There is actually quite a lot of archaeological and documentary evidence about prostitution in the Roman empire. Thomas McGinn, in his 2004 book The Economy of Prostitution in the Roman World, provides a useful model, surveying the Roman world (Chapter Eight) and providing an appendix attempting to identify more and less formal sex work establishments at Pompeii. These include specific kinds of graffiti (including prices for specific sex acts), specific kinds of architectural layouts, and patterns of quantities and kinds of food and drink that would have been served to clients. McGinn concludes that brothels “were located with an eye to maximizing profit” (p.4).
So is there anything that makes the British Roman villa obviously a brothel site?
Well, actually, no. The record for the site at English Heritage describes it as
A Romano-British homestead built before the mid-1st century and occupied until the end of the 4th, comprising four buildings with an enclosure wall. The principal dwelling house, 92 x 82 ft, was of the double corridor type; the large number of furnaces found suggest that the establishment was engaged in corn production on a large scale.
“Corn production on a large scale”. More than a dozen corn ovens were part of the complex.
Not a brothel: a commercial farm. And, presumably, one that drew on a lot of labor, including a lot of women’s labor.
Hambledon apparently is not (just) a villa, but more of a village; the buildings that yielded the data being interpreted as a brothel
are part of an extensive complex of buildings and fields arranged alongside a paved road. It seems likely that this was more than a villa complex: traces of at least 21 buildings have been recorded, all with stone foundations.
Malcolm Todd, in his Companion, actually comments on the Hambledon site, writing that it is “now interpreted as the discovery of an official infant cemetery in a rural community, where burial in family groups was not the tradition”.
There are ways that an interpretation as a brothel might be supported. But the fact that there were a large number of newborns who might have been deliberately killed would only be support for this interpretation if we knew, or thought we knew, that sex workers in Roman Britain were especially apt to experience unwanted pregnancy, and to have no option but infanticide.

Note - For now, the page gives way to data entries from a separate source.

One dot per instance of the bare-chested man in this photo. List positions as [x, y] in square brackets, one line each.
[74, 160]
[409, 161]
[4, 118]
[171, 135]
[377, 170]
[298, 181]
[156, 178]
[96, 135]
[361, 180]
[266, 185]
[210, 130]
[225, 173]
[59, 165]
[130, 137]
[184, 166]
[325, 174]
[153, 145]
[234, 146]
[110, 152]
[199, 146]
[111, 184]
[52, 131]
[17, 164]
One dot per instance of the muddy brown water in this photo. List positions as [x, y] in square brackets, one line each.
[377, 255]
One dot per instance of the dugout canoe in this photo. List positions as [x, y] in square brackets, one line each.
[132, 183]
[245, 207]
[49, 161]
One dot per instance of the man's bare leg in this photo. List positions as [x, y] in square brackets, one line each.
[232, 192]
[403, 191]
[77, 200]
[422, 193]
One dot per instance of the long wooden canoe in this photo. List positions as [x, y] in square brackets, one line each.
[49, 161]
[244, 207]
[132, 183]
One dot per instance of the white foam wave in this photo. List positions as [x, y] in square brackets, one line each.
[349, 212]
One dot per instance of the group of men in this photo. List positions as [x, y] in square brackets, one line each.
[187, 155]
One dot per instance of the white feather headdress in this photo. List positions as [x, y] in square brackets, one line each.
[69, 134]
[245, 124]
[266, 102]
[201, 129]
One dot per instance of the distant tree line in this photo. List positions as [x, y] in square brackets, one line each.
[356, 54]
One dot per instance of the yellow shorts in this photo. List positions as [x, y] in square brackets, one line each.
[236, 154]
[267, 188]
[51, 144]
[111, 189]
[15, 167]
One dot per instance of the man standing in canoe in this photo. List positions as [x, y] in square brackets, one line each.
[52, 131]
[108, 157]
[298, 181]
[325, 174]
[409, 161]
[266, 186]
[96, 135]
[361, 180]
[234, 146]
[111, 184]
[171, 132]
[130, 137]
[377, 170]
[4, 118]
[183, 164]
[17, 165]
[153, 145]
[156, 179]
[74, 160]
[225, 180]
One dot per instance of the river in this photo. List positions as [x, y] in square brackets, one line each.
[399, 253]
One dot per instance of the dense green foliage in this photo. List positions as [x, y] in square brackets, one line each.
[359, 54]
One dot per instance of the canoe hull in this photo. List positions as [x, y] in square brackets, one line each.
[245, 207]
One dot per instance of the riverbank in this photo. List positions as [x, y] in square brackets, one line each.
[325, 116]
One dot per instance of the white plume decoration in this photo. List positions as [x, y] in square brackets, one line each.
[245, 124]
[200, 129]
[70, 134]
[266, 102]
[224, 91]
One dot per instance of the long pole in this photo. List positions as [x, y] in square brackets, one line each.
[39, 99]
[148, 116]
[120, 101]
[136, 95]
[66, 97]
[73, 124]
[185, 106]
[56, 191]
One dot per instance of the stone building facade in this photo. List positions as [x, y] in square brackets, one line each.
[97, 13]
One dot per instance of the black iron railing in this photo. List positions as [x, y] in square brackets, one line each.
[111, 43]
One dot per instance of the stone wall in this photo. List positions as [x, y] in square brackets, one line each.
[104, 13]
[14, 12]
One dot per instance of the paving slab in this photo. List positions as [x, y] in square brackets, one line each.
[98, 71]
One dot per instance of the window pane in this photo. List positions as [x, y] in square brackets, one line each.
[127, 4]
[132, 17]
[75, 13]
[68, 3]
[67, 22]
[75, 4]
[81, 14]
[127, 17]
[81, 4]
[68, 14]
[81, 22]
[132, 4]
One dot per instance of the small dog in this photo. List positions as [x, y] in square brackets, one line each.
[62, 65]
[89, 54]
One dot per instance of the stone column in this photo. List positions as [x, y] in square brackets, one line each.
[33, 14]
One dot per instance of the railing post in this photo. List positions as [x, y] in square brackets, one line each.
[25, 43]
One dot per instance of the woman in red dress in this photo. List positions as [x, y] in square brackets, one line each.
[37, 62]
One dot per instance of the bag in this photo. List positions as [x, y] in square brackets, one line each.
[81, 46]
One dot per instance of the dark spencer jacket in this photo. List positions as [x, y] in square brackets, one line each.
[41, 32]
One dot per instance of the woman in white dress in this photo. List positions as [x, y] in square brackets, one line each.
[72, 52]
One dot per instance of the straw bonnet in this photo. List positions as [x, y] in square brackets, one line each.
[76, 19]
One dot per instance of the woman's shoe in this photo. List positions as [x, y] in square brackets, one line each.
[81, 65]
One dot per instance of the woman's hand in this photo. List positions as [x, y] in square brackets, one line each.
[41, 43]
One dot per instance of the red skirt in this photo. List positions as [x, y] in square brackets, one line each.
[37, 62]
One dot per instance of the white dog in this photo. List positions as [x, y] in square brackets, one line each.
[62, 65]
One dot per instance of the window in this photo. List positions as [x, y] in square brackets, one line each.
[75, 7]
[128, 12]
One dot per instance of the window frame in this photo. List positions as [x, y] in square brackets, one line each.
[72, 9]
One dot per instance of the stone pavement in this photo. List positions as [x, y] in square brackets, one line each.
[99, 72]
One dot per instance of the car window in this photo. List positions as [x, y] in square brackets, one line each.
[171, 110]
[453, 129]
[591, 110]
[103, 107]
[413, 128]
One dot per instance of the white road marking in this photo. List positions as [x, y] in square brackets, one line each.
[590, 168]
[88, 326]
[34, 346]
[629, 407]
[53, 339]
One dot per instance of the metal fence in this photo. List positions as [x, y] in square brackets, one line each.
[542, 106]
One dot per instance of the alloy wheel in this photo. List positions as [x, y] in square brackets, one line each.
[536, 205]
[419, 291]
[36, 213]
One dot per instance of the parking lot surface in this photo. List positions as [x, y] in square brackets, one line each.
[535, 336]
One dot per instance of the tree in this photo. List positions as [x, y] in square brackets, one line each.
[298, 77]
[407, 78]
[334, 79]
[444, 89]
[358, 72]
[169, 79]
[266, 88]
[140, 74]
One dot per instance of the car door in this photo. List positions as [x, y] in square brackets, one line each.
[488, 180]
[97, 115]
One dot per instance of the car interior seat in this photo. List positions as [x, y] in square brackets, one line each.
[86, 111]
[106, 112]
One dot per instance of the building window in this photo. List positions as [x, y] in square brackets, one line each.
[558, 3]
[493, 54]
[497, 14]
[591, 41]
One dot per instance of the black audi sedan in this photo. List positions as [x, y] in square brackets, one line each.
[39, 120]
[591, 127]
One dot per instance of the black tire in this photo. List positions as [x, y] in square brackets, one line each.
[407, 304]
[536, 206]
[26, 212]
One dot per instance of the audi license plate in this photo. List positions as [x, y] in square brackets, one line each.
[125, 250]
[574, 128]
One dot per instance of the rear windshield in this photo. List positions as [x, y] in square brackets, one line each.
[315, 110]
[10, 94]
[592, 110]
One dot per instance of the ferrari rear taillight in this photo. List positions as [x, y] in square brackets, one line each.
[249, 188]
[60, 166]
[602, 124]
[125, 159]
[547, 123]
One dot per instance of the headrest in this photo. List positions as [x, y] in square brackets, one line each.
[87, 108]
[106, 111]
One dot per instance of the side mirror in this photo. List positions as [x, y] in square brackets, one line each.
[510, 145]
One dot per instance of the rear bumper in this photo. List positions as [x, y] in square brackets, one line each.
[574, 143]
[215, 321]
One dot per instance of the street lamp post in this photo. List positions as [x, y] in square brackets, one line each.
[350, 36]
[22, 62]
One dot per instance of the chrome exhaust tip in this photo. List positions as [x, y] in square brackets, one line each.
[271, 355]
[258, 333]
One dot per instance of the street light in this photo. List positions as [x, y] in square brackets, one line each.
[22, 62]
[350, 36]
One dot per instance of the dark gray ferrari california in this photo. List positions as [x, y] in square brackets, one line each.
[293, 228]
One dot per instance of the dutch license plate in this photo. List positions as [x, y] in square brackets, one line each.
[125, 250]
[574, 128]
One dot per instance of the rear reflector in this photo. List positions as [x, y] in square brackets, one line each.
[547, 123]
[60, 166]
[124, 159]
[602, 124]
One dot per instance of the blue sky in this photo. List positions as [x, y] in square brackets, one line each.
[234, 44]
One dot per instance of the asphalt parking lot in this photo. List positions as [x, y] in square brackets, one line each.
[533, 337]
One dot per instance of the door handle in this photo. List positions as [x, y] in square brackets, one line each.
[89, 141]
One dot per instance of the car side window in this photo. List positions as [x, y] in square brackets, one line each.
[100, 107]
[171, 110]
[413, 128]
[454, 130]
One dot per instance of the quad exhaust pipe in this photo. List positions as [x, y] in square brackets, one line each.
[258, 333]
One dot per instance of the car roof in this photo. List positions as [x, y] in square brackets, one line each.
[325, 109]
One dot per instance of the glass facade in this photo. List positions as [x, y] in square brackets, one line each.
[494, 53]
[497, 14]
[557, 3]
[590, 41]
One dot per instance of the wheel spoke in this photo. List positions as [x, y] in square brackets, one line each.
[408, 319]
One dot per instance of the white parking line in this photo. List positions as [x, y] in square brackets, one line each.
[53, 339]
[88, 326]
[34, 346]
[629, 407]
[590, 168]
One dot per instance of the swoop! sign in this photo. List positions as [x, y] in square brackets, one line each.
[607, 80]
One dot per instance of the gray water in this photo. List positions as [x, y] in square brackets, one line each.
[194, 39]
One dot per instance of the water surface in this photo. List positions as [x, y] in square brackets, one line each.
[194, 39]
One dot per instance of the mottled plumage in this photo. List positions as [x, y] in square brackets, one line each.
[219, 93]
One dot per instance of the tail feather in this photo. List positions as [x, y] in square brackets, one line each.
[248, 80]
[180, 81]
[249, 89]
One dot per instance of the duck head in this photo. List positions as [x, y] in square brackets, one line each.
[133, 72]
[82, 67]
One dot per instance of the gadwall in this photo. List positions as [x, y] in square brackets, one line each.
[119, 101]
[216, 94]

This is a presentist assumption here, and it tells us more about contemporary stereotypes than about the reality of sex work in Rome or in Roman Britain.
There have been discoveries of newborns informally disposed of near historically known brothels from the nineteenth century in the US. The 2005 article “Babies in the Privy: Prostitution, Infanticide, and Abortion in New York City’s Five Points District” by Thomas A. Crist, in the special issue of Historical Archaeology “Sin City” (vol. 39, no. 1) is a classic instance.
But here’s the difference: Crist is exceptionally careful to think about the circumstances that would have made this happen. (And the number of cases is quite small, by the way– probably two events, one a miscarriage).
Crist writes, “the discovery of the skeletal remains provides an opportunity to trace changes in American social and legal attitudes regarding infanticide, abortion, and prostitution and explore the difficult choices faced by workingwomen in New York City from the colonial period to the middle of the 19th century.”
Difficult choices. And choices, specifically, taking place during a period when contraceptive options were being redefined and limited in the United States.
While it is pretty clear from historical texts that early infanticide was not condemned in Roman society, to connect this practice to prostitution without considering the wider context is not just presentist history: it is bad history.
This blog entry follows up on and reprints parts of my original post at Ancient Bodies, Ancient Lives, including issues raised in the comments responding to it.